The governor's press release cites the federal governments recent steps to "abandon three major efforts to address methane pollution" in the energy sector as a catalyst for this plan, in addition to New York's long-term goal of reducing emissions 80% by 2050. Last month, Cuomo's own proposal for enacting a commercial organics diversion requirement by 2021 didn't survive budget negotiations in the New York state legislature. Yet Cuomo has since said he has no further priorities for the remainder of the legislative session that ends in June.
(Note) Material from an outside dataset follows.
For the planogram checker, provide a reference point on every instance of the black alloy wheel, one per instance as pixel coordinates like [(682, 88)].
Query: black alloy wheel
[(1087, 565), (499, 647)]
Leading up to this budget decision the state released a report estimating upward of $22 million in economic benefits from a diversion requirement and the proposal was highlighted as another way to make New York a leader in environmental policy. This would have aligned with ongoing diversion progress within state agencies and state-run facilities as well. Though after pushback from certain large generators reportedly derailed the proposal, it appears Cuomo is content with advancing organics diversion through a more voluntary approach. State funding for research and development of new processing infrastructure may help this market grow, though not necessarily at the same rate it would have if companies could count on millions of tons of guaranteed feedstock within the next few years.
Addressing current landfill requirements could yield more universal results, especially because gas capture systems are currently only required for sites with more than 2.5 million tons of capacity. Industry associations are already involved with discussions over updating the Part 360 permit, as well as a potential stay on federal requirements, which will add a variety of new factors to the process.